The Militant(logo) 
    Vol.62/No.19           May 18, 1998 
 
 
Rally To Protest Racist Killing In Canada  

BY STEVE PENNER AND BEVERLY BERNARDO
VANCOUVER, British Columbia - An April 27 meeting of some 200 people representing a broad range of anti-racist activists, defenders of democratic rights, and other organizations agreed to call a protest against the January 4 racist killing of Nirmal Singh Gill in Surrey, a suburb of Vancouver.

The 65- year-old caretaker of the Guru Nanak Sikh Temple was found badly beaten and bleeding in the temple's parking lot around 3:30 a.m. . He died soon after.

On April 22 Robert Kluch, 24; Radoslaw Synderek, 22; Daniel Miloszewski, 20; Nathan LeBlanc, 25; and an unnamed 17-year-old were charged with second-degree murder at the Surrey Court House. Police allege that the five suspects are members of a white supremacist skinhead group calling itself White Power, which is affiliated with other ultrarightist outfits. This contradicts the media's unsubstantiated claims that Gill's death was due to a clash among Sikhs.

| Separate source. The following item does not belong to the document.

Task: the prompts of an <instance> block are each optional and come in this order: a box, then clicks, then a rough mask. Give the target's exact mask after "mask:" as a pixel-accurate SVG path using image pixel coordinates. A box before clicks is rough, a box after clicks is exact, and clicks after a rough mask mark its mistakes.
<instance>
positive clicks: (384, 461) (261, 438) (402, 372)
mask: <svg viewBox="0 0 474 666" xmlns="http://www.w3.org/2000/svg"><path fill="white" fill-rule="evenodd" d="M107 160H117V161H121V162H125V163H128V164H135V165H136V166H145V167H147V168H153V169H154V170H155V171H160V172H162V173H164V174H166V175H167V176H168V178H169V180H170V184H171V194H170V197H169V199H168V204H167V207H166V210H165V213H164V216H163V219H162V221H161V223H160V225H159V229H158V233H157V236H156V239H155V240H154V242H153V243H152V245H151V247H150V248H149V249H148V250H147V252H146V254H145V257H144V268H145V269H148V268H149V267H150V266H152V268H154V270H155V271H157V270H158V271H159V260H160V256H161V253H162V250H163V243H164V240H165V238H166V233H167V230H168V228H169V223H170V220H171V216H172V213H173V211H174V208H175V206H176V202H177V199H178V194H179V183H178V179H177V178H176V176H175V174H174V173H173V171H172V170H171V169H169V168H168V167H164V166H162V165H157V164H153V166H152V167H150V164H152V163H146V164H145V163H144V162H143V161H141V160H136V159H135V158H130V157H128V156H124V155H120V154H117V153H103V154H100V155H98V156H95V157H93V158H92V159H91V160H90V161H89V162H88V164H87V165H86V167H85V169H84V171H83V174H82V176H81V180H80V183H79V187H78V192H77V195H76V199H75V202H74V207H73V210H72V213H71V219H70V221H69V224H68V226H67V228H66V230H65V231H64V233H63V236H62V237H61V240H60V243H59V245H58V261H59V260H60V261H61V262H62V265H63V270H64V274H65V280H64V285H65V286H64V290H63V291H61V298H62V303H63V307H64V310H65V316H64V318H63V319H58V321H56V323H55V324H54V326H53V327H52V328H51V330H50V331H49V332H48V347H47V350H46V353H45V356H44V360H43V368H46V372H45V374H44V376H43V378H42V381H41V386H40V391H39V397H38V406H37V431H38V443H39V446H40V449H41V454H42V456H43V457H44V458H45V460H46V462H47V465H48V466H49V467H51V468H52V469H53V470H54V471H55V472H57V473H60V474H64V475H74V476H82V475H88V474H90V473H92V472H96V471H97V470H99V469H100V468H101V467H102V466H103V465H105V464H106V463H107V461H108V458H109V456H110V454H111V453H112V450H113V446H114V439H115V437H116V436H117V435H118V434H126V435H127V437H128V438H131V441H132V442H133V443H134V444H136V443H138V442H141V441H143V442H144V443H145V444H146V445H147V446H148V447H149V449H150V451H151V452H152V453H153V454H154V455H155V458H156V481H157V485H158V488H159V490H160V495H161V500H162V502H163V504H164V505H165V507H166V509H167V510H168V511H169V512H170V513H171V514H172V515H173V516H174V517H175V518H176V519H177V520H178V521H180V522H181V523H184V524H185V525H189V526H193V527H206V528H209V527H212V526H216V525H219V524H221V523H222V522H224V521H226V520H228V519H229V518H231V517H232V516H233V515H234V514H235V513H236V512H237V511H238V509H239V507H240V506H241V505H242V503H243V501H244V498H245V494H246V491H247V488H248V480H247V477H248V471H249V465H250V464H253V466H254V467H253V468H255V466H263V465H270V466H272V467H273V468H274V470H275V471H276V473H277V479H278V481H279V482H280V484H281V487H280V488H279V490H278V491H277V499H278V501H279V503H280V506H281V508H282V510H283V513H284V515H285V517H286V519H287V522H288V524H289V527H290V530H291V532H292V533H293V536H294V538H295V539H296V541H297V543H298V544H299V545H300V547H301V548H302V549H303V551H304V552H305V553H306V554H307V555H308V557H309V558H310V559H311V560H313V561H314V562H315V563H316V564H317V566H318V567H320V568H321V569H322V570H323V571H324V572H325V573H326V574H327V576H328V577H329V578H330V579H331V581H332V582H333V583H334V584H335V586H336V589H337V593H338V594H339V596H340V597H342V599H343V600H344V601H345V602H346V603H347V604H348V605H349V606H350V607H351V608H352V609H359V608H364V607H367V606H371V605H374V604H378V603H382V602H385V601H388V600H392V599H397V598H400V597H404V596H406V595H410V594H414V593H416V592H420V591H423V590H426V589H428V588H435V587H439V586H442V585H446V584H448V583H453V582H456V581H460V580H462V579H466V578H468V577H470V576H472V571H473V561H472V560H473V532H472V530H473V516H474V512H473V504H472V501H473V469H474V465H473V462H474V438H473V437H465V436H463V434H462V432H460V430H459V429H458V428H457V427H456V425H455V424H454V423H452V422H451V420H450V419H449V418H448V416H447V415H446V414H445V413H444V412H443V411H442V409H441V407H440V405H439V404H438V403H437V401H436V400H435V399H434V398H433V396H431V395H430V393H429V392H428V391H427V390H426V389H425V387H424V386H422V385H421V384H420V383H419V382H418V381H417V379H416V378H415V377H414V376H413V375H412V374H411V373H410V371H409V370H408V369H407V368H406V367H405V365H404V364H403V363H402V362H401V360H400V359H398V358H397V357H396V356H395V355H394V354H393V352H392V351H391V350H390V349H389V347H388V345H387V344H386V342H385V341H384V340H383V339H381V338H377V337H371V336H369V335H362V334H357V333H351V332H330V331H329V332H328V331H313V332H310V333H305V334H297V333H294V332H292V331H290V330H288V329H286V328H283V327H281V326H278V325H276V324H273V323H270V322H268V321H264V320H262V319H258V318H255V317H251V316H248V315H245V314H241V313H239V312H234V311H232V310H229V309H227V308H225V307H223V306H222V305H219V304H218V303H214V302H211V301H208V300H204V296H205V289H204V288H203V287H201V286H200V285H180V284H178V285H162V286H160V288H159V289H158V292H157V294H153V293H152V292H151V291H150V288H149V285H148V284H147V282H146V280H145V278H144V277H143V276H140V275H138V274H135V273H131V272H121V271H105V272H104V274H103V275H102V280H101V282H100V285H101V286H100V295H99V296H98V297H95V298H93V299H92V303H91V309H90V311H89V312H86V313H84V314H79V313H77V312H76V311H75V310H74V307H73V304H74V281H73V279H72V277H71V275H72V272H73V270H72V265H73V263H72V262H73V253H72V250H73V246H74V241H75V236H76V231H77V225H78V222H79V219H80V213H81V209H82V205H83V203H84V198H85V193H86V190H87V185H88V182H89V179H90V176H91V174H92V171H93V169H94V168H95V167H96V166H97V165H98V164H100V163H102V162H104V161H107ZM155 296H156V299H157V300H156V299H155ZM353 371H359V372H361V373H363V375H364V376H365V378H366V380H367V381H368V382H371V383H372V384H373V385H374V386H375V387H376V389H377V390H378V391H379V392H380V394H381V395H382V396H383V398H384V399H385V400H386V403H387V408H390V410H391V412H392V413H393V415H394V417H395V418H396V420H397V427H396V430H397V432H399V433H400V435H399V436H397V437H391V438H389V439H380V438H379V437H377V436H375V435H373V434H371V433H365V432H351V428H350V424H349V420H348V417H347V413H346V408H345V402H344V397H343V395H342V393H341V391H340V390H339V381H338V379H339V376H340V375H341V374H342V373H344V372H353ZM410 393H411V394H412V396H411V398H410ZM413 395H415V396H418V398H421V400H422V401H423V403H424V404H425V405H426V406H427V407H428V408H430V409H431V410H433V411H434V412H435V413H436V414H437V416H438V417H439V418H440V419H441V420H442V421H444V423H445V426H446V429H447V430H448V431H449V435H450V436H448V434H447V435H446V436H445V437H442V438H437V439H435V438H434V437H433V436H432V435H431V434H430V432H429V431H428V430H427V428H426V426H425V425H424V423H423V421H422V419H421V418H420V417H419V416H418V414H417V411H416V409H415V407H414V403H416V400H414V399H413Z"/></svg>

Many Sikh residents at the Guru Nanak temple's senior center, where Gill lived and worked, crowded into the courtroom to hear the charges laid. Temple members are planning to attend the May 6 court hearing for the accused and are considering holding a public vigil in the parking lot where Nirmal Gill was killed. Charan Gill, president of the B.C. Intercultural Services Society, accused the police of not taking recent acts of vandalism seriously, including window-smashing at the Sikh temple where Nirmal Singh Gill worked.

The press has reported several other incidents of Surrey and Vancouver residents being attacked by racist groups.

Participants at the April 27 anti-racist meeting discussed a plan of action presented by Baljinder Sandhu, which included a protest march to Surrey city hall and a rally.

A number of those who spoke at the meeting also expressed support for the call by Surrey mayor Doug McCallum and B.C. Attorney General Ujjal Dosanjh for tougher so- called anti-hate laws, which would make possession of hate literature a crime. Dosanjh has called on the federal government in Ottawa "get off its collective rear...and give me a better law... give our police force better tools."

Mary Ellen Marus, a member of the International Association of Machinists, argued at the meeting that giving governments the power to ban ideas they consider to be racist was more of a threat to the democratic rights of all working people than a means of fighting racism.

Gov't promotes anti-Sikh campaign
For more than a decade since the bombing of an Air India plane in 1985, the Canadian government and the media have conducted a systematic campaign portraying Sikhs as terrorists. One of the most recent examples is the Dec. 23, 1997, deportation of Tejinder Pal Singh to India. About 200 Sikhs demonstrated in Vancouver against the deportation order.

Singh spent 14 years in prison after being convicted of taking part in the 1981 hijacking of an Indian Airlines jet while he was a participant in the fight to establish an independent Sikh nation in the Punjab area of India. Two weeks before the deportation order, Immigration Minister Lucienne Robillard had signed an order prohibiting Singh from seeking refugee status.

Singh's lawyers said the deportation order came despite a request from a United Nations committee on torture that wanted to look into the case.

In the two years prior to his deportation, the media reported that Singh had been living in Surrey's Khalsa School, a Sikh religious school in North Surrey. Then in mid- February on the basis of allegations that members of teh International Sikh Youth Federation had attended weekend meetings at the school, the provincial ministry of education launched a probe of the Khalsa school. Ministry official Karen Johnston said that if the school was found to have been in violation of the Independent School Act again, it could face stiff reprisals from the provincial government.

Earlier this year the federal government faced a wave of protest actions over proposed changes to the immigration laws that would require new immigrants to know either English or French prior to coming to Canada.

Fifty percent of the immigrants who came to British Columbia between 1991 and 1995 could not speak English. Most spoke Chinese languages. Under the proposed new rules, those 92,000 applicants would be rejected.

In another move to scapegoat immigrants, the new proposals include charging new immigrants for English as a Second Language (ESL) classes for children and spouses. In Vancouver ESL students make up half the school population. Under changes implemented several years ago new immigrants must now pay a $975 landing fee for each adult.

Beverly Bernardo is a member of Union of Needletrades, Industrial and Textile Employees Local 178. Steve Penner is a member of the Canadian Auto Workers union.